Background on Lipski family
After emigrating to the mill town of Northampton, Mass., in 1907, Antoni Lipski adjusted to his new American life quickly. Born in Grodno (now Belarus) on March 6, 1882, Lipski settled in the Ox Bow neighborhood of Northampton looking southward toward Mt. Tom and began a long career working at Mount Tom Sulphite Pulp Company. In July 1909, he married 18 year-old Marta Maciejewska, a fellow immigrant and mill operative herself, and began a large family. When Martha died in 1928, just 37 years old, she left Antoni to care for ten children. Antoni died of leukemia in the Westfield State Sanitorium on Sept. 14, 1953.
A graduate of Northampton High School, the Lipskis' eldest son Stanley Walter Lipski was appointed to the U.S. Naval Academy, graduating in 1935. Multilingual and an expert in the Russian language, Lipski served briefly at the Naval Air Station in Pensacola, Fla., before assignment to a succession of highly sensitive posts. He served in the American legation in Berlin until the German invasion of Poland in September 1939, and then went on to posts in Moscow, Riga, and Helsinki, where he served as assistant naval attache to Finland and Sweden.
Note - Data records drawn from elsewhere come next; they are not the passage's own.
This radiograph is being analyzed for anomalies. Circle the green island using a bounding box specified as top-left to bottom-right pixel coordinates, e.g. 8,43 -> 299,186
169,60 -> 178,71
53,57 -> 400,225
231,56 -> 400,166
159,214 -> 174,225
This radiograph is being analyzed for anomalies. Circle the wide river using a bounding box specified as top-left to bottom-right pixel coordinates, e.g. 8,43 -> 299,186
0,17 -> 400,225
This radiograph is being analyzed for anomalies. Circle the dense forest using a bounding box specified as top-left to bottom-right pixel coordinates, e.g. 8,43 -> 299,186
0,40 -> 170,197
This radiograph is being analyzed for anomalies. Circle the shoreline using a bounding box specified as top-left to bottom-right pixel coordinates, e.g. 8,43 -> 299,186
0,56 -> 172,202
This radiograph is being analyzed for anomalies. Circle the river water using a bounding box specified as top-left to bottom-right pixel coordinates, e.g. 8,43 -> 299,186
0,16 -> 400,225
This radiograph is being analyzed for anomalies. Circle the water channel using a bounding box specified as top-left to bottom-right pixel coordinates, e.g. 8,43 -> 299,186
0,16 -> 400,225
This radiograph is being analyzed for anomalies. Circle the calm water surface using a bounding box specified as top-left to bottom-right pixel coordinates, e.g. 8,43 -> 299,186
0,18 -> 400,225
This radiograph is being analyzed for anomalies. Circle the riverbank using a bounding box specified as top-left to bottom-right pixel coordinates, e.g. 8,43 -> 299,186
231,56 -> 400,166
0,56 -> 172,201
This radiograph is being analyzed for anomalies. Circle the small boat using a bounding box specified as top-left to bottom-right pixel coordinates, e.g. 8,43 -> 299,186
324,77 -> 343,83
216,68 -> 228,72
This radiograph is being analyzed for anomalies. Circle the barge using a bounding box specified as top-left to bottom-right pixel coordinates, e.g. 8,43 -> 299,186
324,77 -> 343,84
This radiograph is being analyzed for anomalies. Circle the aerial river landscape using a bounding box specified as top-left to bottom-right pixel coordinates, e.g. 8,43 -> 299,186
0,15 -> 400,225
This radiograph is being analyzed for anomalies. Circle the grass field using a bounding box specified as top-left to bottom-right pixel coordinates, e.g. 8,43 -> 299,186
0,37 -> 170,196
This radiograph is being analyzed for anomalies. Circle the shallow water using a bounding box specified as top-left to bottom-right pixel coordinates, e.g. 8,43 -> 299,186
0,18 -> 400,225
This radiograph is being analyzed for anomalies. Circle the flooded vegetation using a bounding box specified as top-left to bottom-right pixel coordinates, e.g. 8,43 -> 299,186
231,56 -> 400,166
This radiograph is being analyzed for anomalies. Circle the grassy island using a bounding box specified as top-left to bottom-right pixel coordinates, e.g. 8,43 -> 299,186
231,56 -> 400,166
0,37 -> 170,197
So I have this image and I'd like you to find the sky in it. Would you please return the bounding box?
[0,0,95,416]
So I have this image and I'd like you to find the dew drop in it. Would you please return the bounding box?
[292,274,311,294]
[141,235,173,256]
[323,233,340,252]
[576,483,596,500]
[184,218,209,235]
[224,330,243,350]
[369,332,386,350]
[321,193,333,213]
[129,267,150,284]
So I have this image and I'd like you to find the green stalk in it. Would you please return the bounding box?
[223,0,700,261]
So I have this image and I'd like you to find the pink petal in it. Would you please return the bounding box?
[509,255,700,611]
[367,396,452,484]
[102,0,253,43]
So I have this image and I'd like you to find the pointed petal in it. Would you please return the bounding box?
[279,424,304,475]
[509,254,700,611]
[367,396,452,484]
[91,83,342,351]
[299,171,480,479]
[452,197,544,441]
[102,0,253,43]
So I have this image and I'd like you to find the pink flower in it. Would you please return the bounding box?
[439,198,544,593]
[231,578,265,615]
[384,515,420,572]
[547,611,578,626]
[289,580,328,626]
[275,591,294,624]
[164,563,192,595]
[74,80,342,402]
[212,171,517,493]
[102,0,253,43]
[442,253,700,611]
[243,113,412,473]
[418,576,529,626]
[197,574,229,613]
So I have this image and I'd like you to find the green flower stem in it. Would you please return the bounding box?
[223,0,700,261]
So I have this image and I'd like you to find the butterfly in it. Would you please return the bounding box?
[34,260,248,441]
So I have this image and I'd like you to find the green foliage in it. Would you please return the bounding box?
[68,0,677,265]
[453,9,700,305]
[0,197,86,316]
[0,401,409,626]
In March 1943, Lipski was ordered to sea duty aboard the Portland-class cruiser USS Indianapolis, the flagship of the Fifth Fleet serving in the central Pacific. In 1945, the Indianapolis was designated to deliver Little Boy, the atomic bomb that was dropped on Hiroshima, from Honolulu to the staging site on Tinian island. Four days after delivering the bomb, the ship was struck by two torpedoes from a Japanese submarine and sank in only 12 minutes, and in the greatest loss of life at sea in a single incident in American history, 880 members of the crew of 1,196 were killed in action. Lipski was severely injured in the initial blast, but died after a day in the water. He had earned nine battle stars, a Purple Heart, and Silver Star during his service.